Trump Concludes First Term Having Successfully Redirected Hundreds Of Taxpayer-Funded Functions Through His Own Resorts, Resolving Long-Standing Concern Federal Treasury Was Patronizing Vendors Other Than The President
WASHINGTON. Outgoing President Donald J. Trump on Tuesday completed his first term having successfully redirected hundreds of taxpayer-funded official functions, weekend trips, foreign visits, and Secret Service overnight stays to lodging properties bearing his own surname, resolving a long-running concern within the administration that the federal treasury was being frivolously dispersed to vendors not directly affiliated with the President himself.
Records compiled by ethics watchdogs and congressional investigators indicate Trump visited his own resorts more than 280 times during the term, with the federal government, Republican political committees, and visiting foreign delegations routing reservations through Mar-a-Lago, Trump International Hotel, Trump Doral, and Trump Bedminster. Officials inside the administration described the arrangement as a model of efficiency, observing that money paid to Trump properties never had to leave the broader Trump ecosystem at all.

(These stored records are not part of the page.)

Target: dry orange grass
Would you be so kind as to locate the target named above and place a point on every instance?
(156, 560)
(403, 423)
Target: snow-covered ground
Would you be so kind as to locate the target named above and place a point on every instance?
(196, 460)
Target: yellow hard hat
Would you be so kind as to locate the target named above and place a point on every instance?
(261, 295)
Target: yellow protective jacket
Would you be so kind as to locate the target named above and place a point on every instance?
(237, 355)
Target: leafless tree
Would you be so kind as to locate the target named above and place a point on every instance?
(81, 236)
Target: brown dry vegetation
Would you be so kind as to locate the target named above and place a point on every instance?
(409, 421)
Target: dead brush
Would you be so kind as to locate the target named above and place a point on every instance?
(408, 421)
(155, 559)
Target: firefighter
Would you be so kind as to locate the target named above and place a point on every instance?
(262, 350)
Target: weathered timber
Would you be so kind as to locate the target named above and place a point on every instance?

Sources within the administration emphasized that requiring federal employees, foreign dignitaries, and Secret Service personnel to stay at Trump-branded venues was simply the most logical use of public funds, given that any other option would have allowed taxpayer money to benefit a vendor unaffiliated with the President. They added that the President had on multiple occasions personally described his properties as "tremendous" and "the best," statements they characterized as both well-documented utterances and as competitive pricing analyses.

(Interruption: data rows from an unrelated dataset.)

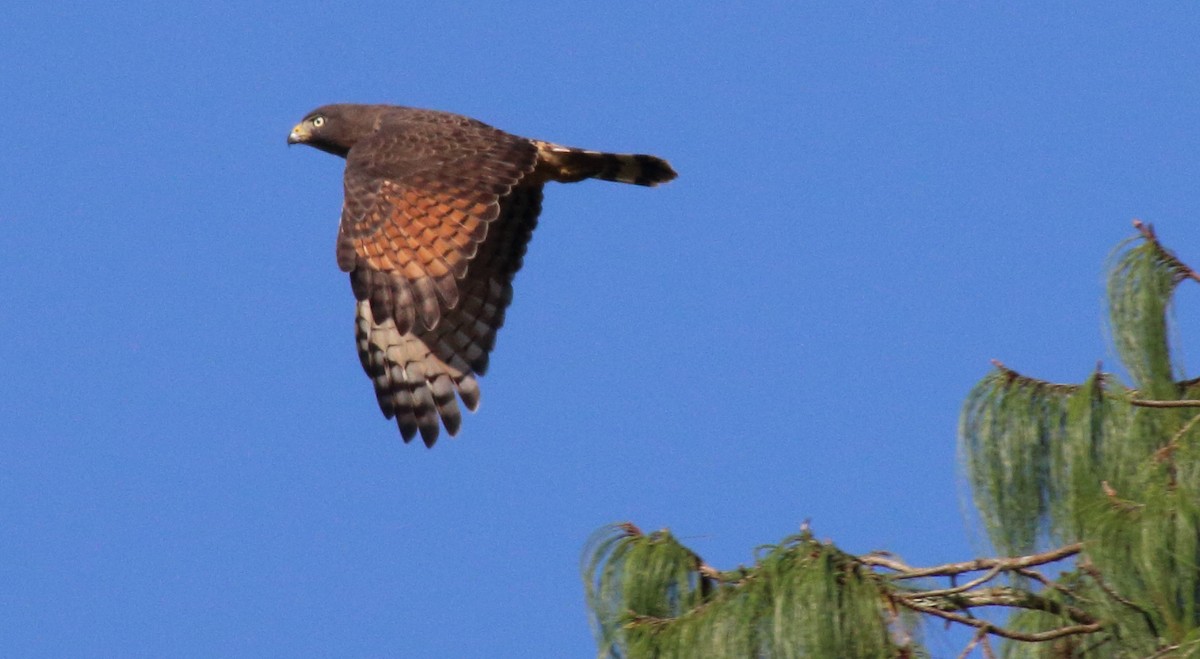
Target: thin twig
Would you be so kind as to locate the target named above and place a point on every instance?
(973, 565)
(1032, 637)
(1147, 402)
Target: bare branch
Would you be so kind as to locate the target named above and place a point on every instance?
(1012, 563)
(1032, 637)
(1147, 402)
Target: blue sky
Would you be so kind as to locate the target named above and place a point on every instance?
(874, 201)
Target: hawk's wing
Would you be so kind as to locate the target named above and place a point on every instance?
(437, 215)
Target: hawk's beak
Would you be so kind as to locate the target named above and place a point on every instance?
(299, 135)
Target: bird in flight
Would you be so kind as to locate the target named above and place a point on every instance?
(438, 210)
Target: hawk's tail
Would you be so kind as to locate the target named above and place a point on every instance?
(412, 384)
(570, 165)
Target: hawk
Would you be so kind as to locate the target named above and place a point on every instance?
(437, 214)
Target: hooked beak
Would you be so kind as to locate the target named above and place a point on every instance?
(299, 135)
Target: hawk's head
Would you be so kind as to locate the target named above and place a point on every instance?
(335, 129)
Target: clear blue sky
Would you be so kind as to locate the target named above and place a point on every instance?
(874, 201)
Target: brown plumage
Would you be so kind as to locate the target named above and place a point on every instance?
(437, 214)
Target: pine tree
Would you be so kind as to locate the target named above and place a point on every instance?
(1098, 480)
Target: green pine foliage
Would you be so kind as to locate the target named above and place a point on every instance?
(1110, 472)
(1115, 467)
(652, 597)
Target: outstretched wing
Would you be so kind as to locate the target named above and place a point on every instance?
(438, 211)
(417, 373)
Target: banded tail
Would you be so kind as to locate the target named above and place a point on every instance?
(568, 165)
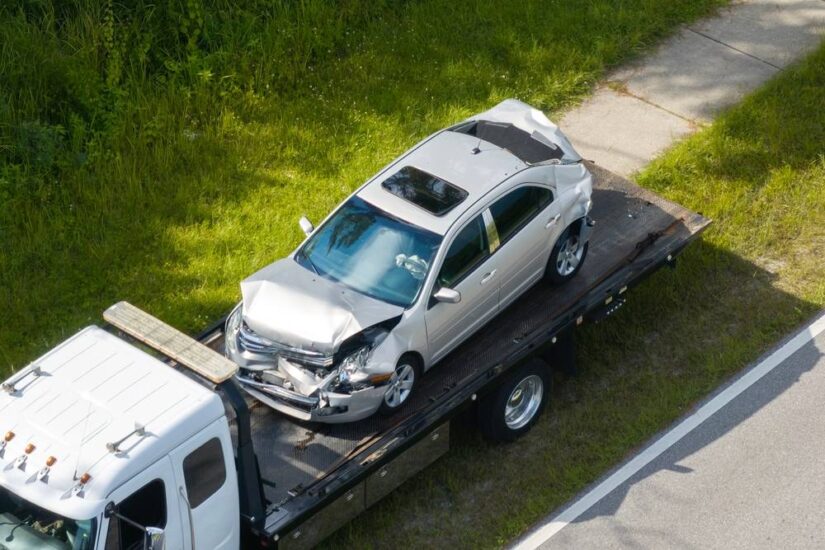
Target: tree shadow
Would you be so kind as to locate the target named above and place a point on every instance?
(720, 314)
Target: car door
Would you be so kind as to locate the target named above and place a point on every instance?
(528, 222)
(469, 268)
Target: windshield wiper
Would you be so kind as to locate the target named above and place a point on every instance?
(312, 265)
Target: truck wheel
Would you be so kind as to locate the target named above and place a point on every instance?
(401, 385)
(566, 258)
(512, 409)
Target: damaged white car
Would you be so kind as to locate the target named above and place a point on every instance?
(412, 264)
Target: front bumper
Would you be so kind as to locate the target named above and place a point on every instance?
(325, 406)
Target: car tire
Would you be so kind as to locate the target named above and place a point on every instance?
(567, 250)
(402, 385)
(514, 407)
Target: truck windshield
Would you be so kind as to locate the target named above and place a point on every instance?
(371, 252)
(25, 526)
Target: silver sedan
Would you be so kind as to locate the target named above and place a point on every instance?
(411, 264)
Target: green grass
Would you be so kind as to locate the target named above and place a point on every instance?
(161, 155)
(759, 172)
(160, 152)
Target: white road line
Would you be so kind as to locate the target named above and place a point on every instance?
(543, 532)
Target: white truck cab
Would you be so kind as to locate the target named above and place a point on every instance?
(106, 447)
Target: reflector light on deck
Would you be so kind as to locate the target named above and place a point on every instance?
(171, 342)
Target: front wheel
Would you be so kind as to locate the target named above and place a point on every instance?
(512, 409)
(401, 385)
(567, 257)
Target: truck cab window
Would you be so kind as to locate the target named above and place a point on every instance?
(147, 507)
(204, 471)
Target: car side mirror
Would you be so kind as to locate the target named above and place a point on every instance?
(447, 295)
(306, 226)
(155, 539)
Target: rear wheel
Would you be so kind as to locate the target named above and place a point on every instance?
(512, 409)
(567, 257)
(401, 385)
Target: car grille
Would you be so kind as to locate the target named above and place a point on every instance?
(255, 343)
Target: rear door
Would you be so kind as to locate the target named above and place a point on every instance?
(468, 268)
(528, 222)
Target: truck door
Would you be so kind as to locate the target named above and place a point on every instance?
(207, 489)
(148, 499)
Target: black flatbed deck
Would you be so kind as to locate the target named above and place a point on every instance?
(302, 464)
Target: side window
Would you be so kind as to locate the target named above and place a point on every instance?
(204, 471)
(515, 209)
(146, 507)
(468, 249)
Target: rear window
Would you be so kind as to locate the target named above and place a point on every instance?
(424, 190)
(531, 148)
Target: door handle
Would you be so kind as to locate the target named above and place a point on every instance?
(553, 220)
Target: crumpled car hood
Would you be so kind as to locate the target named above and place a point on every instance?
(290, 305)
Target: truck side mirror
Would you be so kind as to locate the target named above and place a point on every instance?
(155, 539)
(447, 295)
(306, 226)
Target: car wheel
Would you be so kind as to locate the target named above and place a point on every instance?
(402, 384)
(567, 257)
(511, 410)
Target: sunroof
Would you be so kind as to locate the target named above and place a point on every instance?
(425, 190)
(530, 148)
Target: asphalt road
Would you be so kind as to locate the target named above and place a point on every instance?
(748, 475)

A House Oversight Committee report later found that four foreign governments alone had spent at least three-quarters of a million dollars at the President's Washington hotel during the term, with delegations from Saudi Arabia, Kuwait, Bahrain, and Malaysia, plus a steady stream of lobbyists representing foreign autocrats, forming a reliable pipeline of paying guests. Mar-a-Lago, meanwhile, doubled its initiation fee to $200,000 shortly after the election, a coincidence the resort attributed to market forces unrelated to the new occupant of the Oval Office.

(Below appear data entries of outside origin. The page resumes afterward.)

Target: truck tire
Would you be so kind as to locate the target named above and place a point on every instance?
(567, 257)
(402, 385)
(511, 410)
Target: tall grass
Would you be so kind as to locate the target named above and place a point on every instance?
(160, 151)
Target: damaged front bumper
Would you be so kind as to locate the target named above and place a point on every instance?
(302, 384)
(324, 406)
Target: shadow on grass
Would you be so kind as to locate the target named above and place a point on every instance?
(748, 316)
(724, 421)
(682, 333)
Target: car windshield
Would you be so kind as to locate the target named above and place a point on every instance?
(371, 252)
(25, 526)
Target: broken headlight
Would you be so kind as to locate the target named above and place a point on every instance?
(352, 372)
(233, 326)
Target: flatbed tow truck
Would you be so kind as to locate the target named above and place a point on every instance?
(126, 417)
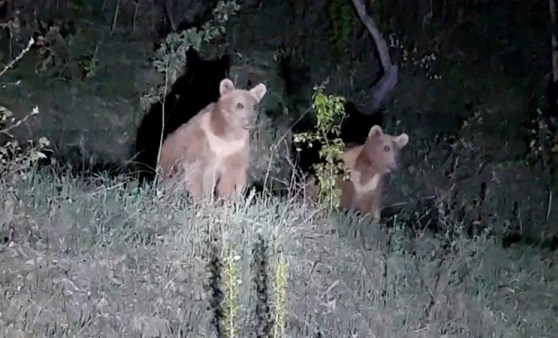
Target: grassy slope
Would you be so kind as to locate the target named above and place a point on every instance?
(102, 260)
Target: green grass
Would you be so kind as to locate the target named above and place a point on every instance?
(102, 259)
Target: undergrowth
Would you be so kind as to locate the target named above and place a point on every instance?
(104, 257)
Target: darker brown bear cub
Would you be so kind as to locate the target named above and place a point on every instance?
(213, 148)
(367, 165)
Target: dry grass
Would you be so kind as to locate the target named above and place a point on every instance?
(105, 259)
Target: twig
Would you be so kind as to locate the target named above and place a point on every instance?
(115, 16)
(385, 85)
(17, 58)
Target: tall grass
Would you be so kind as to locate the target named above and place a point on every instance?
(104, 258)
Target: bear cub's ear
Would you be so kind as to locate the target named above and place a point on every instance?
(258, 91)
(401, 140)
(375, 131)
(226, 86)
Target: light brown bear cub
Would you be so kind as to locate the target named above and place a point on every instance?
(367, 164)
(213, 148)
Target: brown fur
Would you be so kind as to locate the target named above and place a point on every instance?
(213, 149)
(367, 165)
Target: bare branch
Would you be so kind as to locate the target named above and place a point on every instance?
(383, 88)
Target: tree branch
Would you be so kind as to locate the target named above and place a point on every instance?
(383, 88)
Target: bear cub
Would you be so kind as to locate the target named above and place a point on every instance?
(367, 165)
(190, 93)
(213, 148)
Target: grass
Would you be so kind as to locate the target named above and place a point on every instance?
(101, 258)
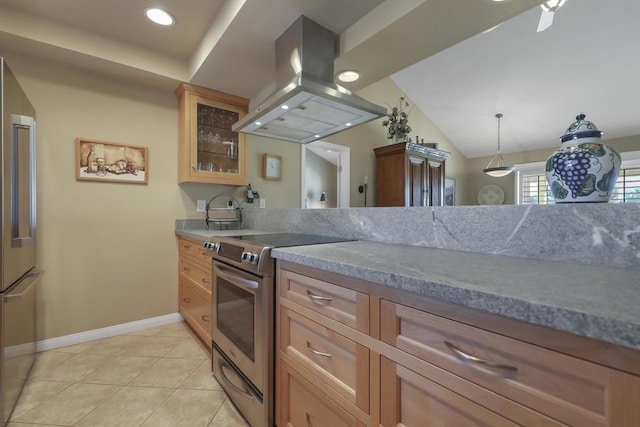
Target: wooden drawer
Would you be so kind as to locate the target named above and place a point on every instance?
(409, 399)
(194, 304)
(195, 273)
(336, 360)
(566, 388)
(347, 306)
(300, 404)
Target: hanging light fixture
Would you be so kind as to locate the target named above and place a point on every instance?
(499, 169)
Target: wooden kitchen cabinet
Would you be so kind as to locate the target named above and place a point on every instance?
(302, 404)
(194, 287)
(434, 364)
(319, 326)
(409, 174)
(410, 399)
(208, 150)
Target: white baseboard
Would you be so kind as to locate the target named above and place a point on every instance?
(110, 331)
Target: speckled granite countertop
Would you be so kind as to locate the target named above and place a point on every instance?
(592, 301)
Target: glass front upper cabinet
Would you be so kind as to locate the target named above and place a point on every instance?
(209, 151)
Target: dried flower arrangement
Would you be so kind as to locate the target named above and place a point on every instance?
(398, 123)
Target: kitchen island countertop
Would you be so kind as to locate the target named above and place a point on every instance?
(592, 301)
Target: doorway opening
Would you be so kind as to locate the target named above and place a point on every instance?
(325, 169)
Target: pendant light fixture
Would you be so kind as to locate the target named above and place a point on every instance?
(498, 169)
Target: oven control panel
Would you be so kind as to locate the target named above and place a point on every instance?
(212, 246)
(250, 257)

Administration officials defended the arrangement by noting that, while previous presidents had refused all gifts, divested from holdings, or placed assets in genuine blind trusts, the current President had instead implemented the more streamlined approach of leaving everything exactly where it was. The Secret Service's repeated rental of Trump-priced rooms inside Trump-owned buildings to protect the Trump family from external threats was, sources stressed, a necessary cost of democracy.
At press time, the President was reported to be reviewing post-presidency rate cards to ensure the federal government, foreign governments, and his own future Secret Service detail would continue receiving the most competitive prices available exclusively at Trump properties.